J’ai fait de belles randonnées itinérantes par la suite, comme les chemins de Stevenson et de Régordane, ou encore le Camino Francés en Espagne.
Cette aventure sur le GR dans les hauteurs d’Annecy a laissé en moi un sentiment discret, pernicieux, que j’ai mis du temps à conscientiser et à identifier : je me sentais incapable.
”La montagne, ce n’est pas pour moi. Je ne suis pas capable de randonner dans de tels milieux ; je laisse ça aux marcheurs plus chevronnés et bien plus expérimentés que moi.”
Cette croyance limitante a commencé à s’enraciner en moi, tout doucement. Telle une mauvaise herbe.

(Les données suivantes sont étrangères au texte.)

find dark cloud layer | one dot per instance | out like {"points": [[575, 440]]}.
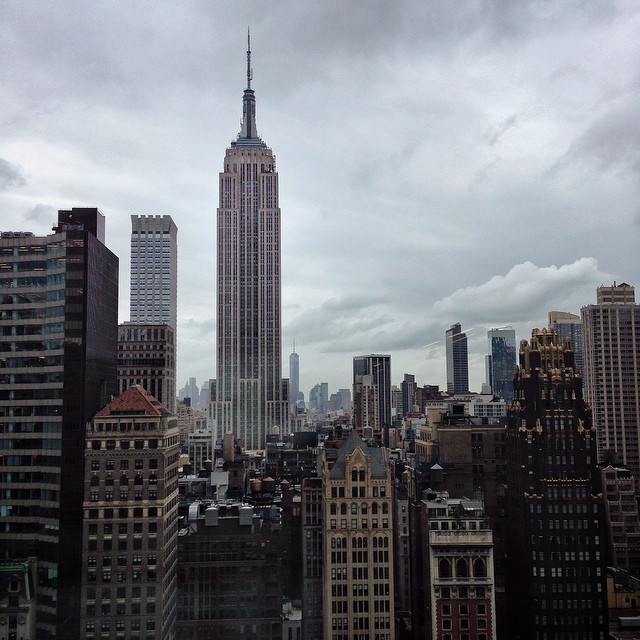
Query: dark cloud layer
{"points": [[439, 163]]}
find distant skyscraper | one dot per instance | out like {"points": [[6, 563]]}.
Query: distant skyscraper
{"points": [[250, 395], [147, 344], [611, 332], [569, 325], [154, 270], [555, 513], [379, 368], [457, 360], [502, 361], [294, 380], [58, 349]]}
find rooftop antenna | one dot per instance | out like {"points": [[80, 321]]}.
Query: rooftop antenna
{"points": [[249, 71]]}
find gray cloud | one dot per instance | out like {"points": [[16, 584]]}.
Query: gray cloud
{"points": [[11, 175]]}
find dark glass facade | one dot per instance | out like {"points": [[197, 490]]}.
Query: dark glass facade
{"points": [[58, 349]]}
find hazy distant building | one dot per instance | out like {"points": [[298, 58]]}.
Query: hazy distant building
{"points": [[147, 356], [154, 270], [358, 544], [569, 325], [378, 367], [457, 360], [294, 380], [501, 362], [555, 511], [130, 520], [611, 333], [58, 354], [250, 395]]}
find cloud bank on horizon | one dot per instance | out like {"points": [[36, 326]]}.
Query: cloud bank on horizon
{"points": [[475, 164]]}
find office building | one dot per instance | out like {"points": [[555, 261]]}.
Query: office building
{"points": [[569, 325], [229, 574], [457, 361], [358, 599], [147, 357], [294, 380], [378, 369], [130, 520], [501, 361], [556, 570], [154, 270], [460, 577], [622, 518], [250, 397], [611, 334], [58, 353]]}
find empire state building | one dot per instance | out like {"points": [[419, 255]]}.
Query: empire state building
{"points": [[250, 397]]}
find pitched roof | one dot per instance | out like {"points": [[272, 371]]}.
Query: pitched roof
{"points": [[354, 441], [134, 401]]}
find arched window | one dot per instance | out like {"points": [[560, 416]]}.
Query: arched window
{"points": [[479, 568], [444, 568]]}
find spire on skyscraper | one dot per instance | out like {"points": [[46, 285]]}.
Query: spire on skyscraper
{"points": [[249, 133]]}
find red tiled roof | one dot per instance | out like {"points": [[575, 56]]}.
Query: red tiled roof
{"points": [[134, 400]]}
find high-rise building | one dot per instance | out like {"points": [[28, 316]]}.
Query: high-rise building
{"points": [[130, 524], [58, 353], [294, 380], [611, 333], [147, 343], [501, 361], [154, 270], [358, 601], [250, 394], [569, 325], [457, 360], [147, 356], [556, 570], [378, 367]]}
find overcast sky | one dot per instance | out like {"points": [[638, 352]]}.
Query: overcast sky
{"points": [[440, 162]]}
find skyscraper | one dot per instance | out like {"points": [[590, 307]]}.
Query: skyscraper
{"points": [[569, 325], [457, 360], [154, 270], [555, 513], [250, 395], [58, 348], [611, 333], [502, 361], [378, 367], [294, 380], [129, 573], [147, 343]]}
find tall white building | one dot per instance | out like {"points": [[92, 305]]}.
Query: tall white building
{"points": [[154, 270], [611, 334], [250, 397]]}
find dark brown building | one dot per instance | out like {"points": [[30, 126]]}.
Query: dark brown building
{"points": [[557, 577]]}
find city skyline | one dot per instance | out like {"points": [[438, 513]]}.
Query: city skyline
{"points": [[517, 126]]}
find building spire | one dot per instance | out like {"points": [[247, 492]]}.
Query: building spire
{"points": [[248, 132], [249, 71]]}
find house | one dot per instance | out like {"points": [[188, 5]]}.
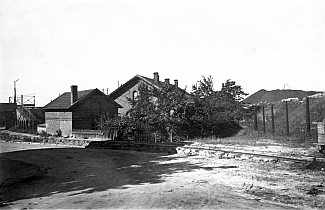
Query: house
{"points": [[78, 110], [129, 90]]}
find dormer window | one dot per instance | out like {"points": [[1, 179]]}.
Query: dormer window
{"points": [[135, 95]]}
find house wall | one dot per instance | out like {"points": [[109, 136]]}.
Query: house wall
{"points": [[87, 112], [123, 99], [58, 121]]}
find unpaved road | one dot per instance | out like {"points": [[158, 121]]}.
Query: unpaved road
{"points": [[79, 178]]}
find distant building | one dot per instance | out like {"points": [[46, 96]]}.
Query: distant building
{"points": [[130, 90], [78, 110], [8, 115]]}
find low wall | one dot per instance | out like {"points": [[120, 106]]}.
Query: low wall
{"points": [[168, 148]]}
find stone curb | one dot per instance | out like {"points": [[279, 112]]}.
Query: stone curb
{"points": [[221, 153]]}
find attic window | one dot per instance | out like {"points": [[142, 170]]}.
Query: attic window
{"points": [[135, 95]]}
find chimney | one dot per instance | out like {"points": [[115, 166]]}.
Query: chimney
{"points": [[176, 82], [156, 76], [74, 93]]}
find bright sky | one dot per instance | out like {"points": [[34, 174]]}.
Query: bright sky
{"points": [[51, 45]]}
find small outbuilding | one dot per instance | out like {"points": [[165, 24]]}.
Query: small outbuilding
{"points": [[78, 110]]}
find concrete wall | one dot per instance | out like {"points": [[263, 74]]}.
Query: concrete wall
{"points": [[58, 121]]}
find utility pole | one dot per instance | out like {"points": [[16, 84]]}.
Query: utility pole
{"points": [[15, 91]]}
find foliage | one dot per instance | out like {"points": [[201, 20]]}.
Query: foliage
{"points": [[216, 112]]}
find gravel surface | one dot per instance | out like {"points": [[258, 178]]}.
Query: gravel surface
{"points": [[78, 178]]}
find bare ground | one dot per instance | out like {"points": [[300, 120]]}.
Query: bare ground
{"points": [[78, 178]]}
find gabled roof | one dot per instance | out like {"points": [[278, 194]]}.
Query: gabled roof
{"points": [[126, 86], [64, 100]]}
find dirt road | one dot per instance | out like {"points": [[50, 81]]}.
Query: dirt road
{"points": [[78, 178]]}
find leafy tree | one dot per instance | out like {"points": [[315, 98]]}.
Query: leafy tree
{"points": [[216, 112], [161, 109]]}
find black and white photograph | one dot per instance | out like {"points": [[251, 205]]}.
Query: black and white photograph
{"points": [[175, 104]]}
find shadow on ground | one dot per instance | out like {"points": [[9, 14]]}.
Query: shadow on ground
{"points": [[78, 171]]}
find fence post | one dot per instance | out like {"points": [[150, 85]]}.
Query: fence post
{"points": [[263, 120], [272, 117], [287, 118], [255, 119], [307, 116]]}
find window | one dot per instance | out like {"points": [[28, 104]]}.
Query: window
{"points": [[135, 95]]}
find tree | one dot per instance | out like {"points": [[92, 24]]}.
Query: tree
{"points": [[161, 109], [216, 112]]}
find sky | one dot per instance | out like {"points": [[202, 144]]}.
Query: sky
{"points": [[51, 45]]}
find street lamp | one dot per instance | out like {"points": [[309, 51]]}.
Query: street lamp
{"points": [[15, 91]]}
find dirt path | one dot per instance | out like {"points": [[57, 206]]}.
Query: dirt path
{"points": [[101, 179]]}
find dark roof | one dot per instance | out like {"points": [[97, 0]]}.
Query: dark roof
{"points": [[123, 88], [64, 100]]}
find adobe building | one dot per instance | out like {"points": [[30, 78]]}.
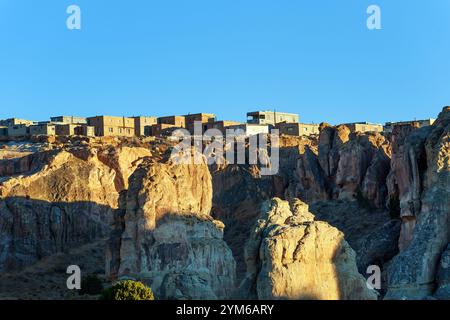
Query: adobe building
{"points": [[16, 122], [221, 125], [162, 129], [69, 120], [112, 126], [364, 127], [204, 118], [19, 130], [141, 122], [45, 129], [298, 129], [271, 117], [177, 121], [389, 126], [3, 131], [87, 131]]}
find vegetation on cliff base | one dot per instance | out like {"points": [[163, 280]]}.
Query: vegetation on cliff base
{"points": [[128, 290]]}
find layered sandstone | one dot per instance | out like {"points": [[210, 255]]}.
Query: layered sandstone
{"points": [[345, 166], [166, 236], [54, 200]]}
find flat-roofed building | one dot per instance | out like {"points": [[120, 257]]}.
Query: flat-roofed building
{"points": [[69, 120], [65, 129], [112, 126], [177, 121], [298, 129], [162, 129], [221, 125], [75, 130], [364, 127], [202, 118], [20, 130], [389, 126], [3, 131], [46, 129], [271, 117], [247, 129], [141, 122], [15, 122]]}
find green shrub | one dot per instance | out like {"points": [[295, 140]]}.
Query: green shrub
{"points": [[91, 285], [128, 290]]}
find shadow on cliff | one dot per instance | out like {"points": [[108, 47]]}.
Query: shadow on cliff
{"points": [[35, 229]]}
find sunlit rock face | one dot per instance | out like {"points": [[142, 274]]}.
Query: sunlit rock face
{"points": [[167, 237], [291, 256], [425, 202], [54, 200]]}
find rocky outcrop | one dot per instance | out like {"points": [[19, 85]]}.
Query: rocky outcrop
{"points": [[291, 256], [443, 276], [426, 203], [55, 200], [168, 238], [346, 166]]}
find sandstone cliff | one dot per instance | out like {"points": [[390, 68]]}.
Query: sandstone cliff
{"points": [[421, 171], [291, 256], [345, 166], [166, 236], [54, 200]]}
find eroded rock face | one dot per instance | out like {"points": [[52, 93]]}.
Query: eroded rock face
{"points": [[169, 239], [291, 256], [345, 166], [412, 273], [55, 200]]}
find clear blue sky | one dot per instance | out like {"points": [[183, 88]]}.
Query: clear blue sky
{"points": [[315, 58]]}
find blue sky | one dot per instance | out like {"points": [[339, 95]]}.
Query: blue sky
{"points": [[144, 57]]}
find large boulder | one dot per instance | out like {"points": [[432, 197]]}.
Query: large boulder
{"points": [[291, 256]]}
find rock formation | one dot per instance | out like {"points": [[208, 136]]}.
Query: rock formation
{"points": [[425, 202], [291, 256], [54, 200], [167, 237]]}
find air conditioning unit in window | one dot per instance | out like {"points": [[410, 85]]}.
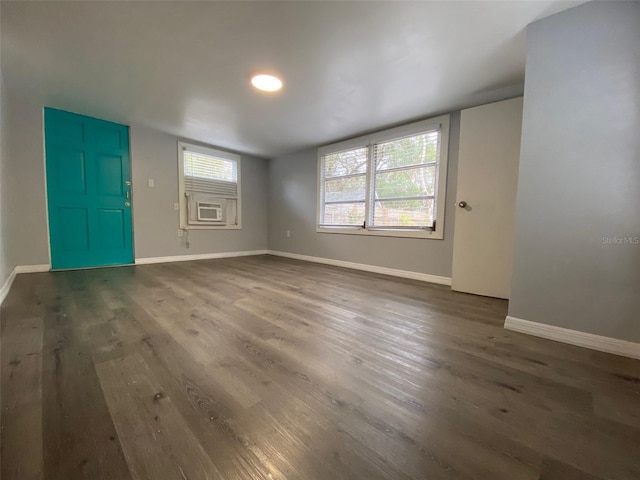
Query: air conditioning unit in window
{"points": [[205, 209], [209, 212]]}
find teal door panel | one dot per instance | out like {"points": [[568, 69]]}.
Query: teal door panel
{"points": [[88, 189]]}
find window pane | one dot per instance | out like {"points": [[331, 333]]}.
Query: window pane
{"points": [[345, 189], [403, 213], [200, 165], [344, 214], [345, 163], [403, 152], [414, 182]]}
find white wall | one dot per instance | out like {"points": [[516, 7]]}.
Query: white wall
{"points": [[579, 179], [155, 224], [292, 206]]}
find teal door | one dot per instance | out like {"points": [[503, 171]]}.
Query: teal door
{"points": [[88, 190]]}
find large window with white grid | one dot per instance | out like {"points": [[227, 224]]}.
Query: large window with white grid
{"points": [[391, 183]]}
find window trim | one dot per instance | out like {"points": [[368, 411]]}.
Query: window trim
{"points": [[368, 141], [182, 199]]}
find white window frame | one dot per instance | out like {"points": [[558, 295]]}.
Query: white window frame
{"points": [[440, 123], [181, 190]]}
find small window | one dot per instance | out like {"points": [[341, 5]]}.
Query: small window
{"points": [[391, 183], [209, 188]]}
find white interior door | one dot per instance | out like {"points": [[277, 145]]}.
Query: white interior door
{"points": [[486, 198]]}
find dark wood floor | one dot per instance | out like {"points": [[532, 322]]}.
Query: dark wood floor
{"points": [[266, 368]]}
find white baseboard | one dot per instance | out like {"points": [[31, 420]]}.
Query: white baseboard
{"points": [[33, 268], [4, 290], [423, 277], [201, 256], [574, 337]]}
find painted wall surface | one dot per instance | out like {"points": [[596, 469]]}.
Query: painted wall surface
{"points": [[577, 251], [292, 206], [6, 265], [155, 223], [154, 155]]}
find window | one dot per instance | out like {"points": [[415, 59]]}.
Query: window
{"points": [[390, 183], [209, 188]]}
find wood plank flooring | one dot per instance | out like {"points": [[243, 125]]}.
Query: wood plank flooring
{"points": [[268, 368]]}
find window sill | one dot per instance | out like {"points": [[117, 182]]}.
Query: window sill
{"points": [[211, 227], [428, 234]]}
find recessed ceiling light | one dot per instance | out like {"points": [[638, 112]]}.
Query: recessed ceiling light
{"points": [[266, 83]]}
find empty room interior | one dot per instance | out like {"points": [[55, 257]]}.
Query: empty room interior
{"points": [[320, 240]]}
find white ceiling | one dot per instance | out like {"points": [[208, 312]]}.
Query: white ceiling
{"points": [[348, 67]]}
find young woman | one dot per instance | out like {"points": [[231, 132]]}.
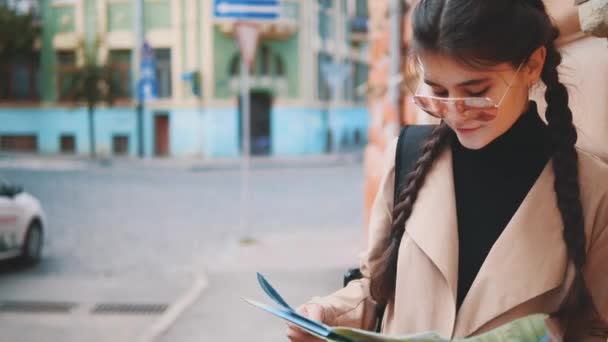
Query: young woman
{"points": [[503, 216]]}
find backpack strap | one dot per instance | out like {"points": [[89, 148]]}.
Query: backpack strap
{"points": [[409, 148]]}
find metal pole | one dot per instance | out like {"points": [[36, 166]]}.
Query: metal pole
{"points": [[245, 145], [137, 52], [395, 51]]}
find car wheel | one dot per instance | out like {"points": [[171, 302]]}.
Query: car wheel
{"points": [[31, 251]]}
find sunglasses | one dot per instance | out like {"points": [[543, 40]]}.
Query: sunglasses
{"points": [[473, 108]]}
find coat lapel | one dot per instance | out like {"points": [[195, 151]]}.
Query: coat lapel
{"points": [[433, 225], [528, 259]]}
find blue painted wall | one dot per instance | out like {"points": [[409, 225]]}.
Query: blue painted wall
{"points": [[208, 133]]}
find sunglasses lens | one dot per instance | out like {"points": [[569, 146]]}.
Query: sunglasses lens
{"points": [[431, 106]]}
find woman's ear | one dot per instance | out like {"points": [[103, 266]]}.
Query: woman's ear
{"points": [[535, 64]]}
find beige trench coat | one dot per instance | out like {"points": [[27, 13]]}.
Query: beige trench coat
{"points": [[526, 271]]}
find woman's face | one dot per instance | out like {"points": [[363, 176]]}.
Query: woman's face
{"points": [[443, 76]]}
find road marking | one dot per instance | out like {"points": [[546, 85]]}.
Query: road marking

Je crois que je m’en suis rendue compte lors de ma randonnée dans le parc national Piatra Craiului, en Roumanie, durant l’été 2021.
Je séjournais dans la ville de Brașov, et j’avais envie d’aller explorer les Carpates. Je suis partie un peu la fleur au fusil, choisissant un sentier de randonnée sur une carte peu précise qu’une Française m’a donnée à l’auberge de jeunesse. Ce chemin était qualifié de niveau ”moyen” : je me suis dit que ça ferait l’affaire. J’ai chaussé mes sandales de marche, réglé mon sac à dos, et j’ai pris le bus en direction du château de Bran, point de départ de la randonnée.
Je crois qu’il s’agit de l’une des randonnées les plus éprouvantes et les plus techniques que j’ai faites. Tout s’est bien passé ceci dit : je ne me suis pas perdue, je ne me suis pas blessée. Mais je n’étais pas préparée. Pentes très raides (je suis plusieurs fois descendue sur les fesses tellement c’était impressionnant), terrain glissant, parties techniques, sentier désert ; le tout seule, dans un pays que je ne connaissais pas et dont je ne parlais pas la langue. Ça faisait beaucoup.
Mais, j’ai réussi. J’ai marché pendant six ou sept heures d’affilée, et je suis arrivée sans encombre à la gare de Zărnești pour rejoindre Brașov. Les Carpates sont belles et sauvages, mais j’étais tellement concentrée et impressionnée pendant ma marche que je n’en ai pas trop profité. Néanmoins, une part de moi était fière d’avoir accompli cet exploit le jour de mon anniversaire.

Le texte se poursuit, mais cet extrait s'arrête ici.